Armenia -- A Yerevan court starts the trial of a schoolteacher accused of child sex abuse, 26 April 2010.

The teacher at the center of a sex abuse scandal in a Yerevan boarding school went on trial Monday just over a year after being cleared by the Armenian police of embarrassing allegations made by some of his former students.

The trial of Levon Avagian marked a dramatic turnaround in a police investigation into the allegations publicized by young civic activists who worked as volunteers at the boarding school for children with special needs in April-June 2008. According to them, some schoolgirls claimed to have been sexually harassed by Avagian.

Mariam Sukhudian, a leader of the environment protection group SOS Teghut, videotaped one of those girls, Diana Amirkhanian, and alerted Armenian media about her claims in late 2008. The school administration strongly denied the allegations.

Armenia -- Levon Avagian, the schoolteacher at the center of a sex abuse scandal, speaks at the start of his trial, 26 April 2010.
An ensuing police inquiry cleared the administration and Avagian personally of any wrongdoing, saying that Amirkhanian withdrew her allegations. Sukhudian was subsequently charged with “false denunciation,” a crime punishable by up to five years in prison.

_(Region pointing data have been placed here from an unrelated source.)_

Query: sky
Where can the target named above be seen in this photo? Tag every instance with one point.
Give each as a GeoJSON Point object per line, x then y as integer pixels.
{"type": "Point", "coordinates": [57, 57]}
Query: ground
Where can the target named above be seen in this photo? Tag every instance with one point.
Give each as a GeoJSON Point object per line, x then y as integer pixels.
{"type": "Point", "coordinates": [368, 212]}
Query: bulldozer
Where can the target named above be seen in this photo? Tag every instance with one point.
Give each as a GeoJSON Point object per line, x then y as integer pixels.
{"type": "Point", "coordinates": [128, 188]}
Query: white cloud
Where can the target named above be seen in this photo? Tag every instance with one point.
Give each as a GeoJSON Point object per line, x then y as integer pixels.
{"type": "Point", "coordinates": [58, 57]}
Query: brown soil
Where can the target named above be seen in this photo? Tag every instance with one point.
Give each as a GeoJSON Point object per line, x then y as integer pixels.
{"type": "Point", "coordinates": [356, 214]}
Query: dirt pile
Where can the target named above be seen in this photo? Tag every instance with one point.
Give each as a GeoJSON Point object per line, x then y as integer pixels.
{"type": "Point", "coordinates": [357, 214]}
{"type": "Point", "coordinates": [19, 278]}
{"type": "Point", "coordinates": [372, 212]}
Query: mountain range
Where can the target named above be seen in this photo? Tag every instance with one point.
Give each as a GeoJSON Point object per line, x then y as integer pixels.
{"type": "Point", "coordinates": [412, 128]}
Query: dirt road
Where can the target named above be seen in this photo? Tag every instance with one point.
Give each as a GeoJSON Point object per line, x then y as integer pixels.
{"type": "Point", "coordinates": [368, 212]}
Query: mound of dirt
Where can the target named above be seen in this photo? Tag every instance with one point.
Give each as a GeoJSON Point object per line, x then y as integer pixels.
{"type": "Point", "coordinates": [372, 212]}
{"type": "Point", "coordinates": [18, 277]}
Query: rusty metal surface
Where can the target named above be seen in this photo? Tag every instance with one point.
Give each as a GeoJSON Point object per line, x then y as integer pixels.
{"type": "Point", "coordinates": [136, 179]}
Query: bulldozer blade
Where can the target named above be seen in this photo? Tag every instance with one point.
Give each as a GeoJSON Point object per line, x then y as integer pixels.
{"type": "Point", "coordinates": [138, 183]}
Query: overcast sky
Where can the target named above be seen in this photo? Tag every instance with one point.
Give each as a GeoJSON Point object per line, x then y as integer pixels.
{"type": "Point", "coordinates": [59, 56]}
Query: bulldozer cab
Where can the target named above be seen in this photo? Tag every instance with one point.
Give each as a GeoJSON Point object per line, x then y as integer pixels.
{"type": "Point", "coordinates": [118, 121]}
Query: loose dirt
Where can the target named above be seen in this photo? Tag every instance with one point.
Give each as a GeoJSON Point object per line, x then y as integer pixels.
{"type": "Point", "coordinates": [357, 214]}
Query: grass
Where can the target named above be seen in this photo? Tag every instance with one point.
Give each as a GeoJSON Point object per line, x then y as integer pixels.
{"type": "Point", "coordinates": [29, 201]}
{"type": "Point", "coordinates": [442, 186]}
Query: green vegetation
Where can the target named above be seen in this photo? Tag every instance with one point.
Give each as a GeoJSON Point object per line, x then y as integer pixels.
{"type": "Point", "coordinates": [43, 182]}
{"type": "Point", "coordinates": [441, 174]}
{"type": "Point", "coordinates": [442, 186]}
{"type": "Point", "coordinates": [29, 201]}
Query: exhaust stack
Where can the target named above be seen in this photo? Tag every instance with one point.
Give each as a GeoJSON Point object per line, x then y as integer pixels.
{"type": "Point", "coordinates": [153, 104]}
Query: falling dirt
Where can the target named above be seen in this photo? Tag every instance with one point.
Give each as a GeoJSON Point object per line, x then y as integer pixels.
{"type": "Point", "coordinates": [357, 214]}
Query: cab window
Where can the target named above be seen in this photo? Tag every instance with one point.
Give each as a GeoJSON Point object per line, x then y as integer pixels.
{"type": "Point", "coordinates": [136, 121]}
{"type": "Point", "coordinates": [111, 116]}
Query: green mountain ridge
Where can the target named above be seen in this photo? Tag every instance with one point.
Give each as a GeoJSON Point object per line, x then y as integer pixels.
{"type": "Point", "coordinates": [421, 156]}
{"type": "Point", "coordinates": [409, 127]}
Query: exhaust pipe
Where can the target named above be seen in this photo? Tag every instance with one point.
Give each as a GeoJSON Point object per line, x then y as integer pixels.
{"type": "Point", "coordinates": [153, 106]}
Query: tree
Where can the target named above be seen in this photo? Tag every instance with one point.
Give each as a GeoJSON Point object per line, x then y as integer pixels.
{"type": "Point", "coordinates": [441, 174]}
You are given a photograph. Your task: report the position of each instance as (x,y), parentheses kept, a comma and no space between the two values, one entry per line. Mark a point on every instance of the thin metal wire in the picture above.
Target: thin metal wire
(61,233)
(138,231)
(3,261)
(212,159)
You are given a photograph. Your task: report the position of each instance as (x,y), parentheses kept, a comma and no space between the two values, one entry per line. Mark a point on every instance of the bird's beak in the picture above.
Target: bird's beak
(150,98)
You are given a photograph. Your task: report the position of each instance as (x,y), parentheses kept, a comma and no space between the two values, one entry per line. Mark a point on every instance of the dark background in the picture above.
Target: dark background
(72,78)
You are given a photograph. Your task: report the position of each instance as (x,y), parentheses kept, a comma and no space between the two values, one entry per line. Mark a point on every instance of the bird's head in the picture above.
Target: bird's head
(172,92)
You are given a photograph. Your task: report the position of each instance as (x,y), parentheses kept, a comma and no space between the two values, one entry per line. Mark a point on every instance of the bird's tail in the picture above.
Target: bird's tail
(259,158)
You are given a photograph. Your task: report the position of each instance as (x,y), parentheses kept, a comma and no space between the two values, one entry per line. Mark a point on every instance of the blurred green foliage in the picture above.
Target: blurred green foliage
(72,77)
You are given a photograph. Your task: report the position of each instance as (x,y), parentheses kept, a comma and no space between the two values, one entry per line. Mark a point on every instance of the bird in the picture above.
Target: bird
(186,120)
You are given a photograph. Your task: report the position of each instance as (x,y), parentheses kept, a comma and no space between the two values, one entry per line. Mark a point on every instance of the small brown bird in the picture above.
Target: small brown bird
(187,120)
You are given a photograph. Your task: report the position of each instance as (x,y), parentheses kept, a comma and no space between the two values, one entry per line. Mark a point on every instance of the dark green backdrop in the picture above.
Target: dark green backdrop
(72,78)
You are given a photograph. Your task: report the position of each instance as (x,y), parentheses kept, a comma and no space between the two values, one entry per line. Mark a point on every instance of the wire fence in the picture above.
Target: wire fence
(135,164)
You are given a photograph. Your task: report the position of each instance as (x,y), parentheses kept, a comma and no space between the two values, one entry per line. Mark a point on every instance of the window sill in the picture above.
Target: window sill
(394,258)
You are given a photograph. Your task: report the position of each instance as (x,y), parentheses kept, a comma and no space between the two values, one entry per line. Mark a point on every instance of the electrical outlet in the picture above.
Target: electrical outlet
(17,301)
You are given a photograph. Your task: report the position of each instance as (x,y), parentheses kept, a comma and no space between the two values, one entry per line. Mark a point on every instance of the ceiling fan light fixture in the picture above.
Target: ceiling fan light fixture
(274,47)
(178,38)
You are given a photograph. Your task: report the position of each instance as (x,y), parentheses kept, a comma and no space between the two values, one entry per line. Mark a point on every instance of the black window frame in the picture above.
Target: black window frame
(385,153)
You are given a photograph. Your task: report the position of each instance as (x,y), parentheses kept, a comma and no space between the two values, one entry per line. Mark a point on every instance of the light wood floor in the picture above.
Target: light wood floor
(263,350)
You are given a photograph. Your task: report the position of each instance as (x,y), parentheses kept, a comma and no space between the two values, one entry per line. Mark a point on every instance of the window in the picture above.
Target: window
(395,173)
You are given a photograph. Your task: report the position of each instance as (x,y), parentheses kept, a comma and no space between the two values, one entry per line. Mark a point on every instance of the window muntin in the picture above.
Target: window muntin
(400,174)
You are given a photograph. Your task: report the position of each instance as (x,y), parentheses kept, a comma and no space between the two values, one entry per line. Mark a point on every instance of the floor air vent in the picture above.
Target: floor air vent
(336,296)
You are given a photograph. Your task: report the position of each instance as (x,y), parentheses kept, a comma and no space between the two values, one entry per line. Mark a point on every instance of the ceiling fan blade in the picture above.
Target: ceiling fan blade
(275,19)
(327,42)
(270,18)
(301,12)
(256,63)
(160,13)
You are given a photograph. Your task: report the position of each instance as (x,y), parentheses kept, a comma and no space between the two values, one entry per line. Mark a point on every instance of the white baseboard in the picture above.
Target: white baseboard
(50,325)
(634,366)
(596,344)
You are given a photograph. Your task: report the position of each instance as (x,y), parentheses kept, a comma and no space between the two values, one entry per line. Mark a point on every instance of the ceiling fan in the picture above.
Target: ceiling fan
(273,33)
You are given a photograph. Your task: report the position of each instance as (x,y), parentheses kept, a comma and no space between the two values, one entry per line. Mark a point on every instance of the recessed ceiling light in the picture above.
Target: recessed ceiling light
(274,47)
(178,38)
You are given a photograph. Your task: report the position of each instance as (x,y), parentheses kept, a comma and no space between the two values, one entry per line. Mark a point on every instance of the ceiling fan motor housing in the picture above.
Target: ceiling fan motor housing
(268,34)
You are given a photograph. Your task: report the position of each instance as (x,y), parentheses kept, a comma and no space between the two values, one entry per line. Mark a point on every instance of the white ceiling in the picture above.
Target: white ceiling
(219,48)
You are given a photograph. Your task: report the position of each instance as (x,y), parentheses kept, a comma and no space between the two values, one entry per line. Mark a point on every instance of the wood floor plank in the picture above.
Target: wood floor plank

State prosecutors ordered the police to drop the charge in early March. The decision was announced the day after Sukhudian, 30, received an award from the U.S. Embassy in Armenia for her civic activism and volunteer work at the school located in Yerevan’s southern Nubarashen suburb.

The Office of the Prosecutor-General also announced that the Yerevan police department has launched a new criminal investigation into “obscene acts against minors” possibly committed at the Nubarashen school. Avagian, who left the school last year, was later charged under a corresponding article of the Criminal Code, which carries up to three years’ imprisonment.

The teacher pleaded not guilty to the accusation as his trial got underway at the court of first instance of the Erebuni and Nubarashen districts. The short court session was adjourned until May 4 after he told the judge that needs time to hire a new lawyer.

Meanwhile, one of the alleged abuse victims, Hasmik Sinanian, was reportedly taken to a police station in another Yerevan district, Nor Nork, and kept there for several hours on Monday. One of her lawyers, Avag Lalayan, said Sinanian was questioned as a witness of another crime.

Sukhudian, who was present in the courtroom, attributed the young woman’s brief detention to the unfolding high-profile trial. “I link that with this trial because she was one of the most active heroes who insisted all along that such things happened to her,” she told journalists. “Nobody could stop her doing that. Now she is in police custody and her lawyer is not allowed to visit her.”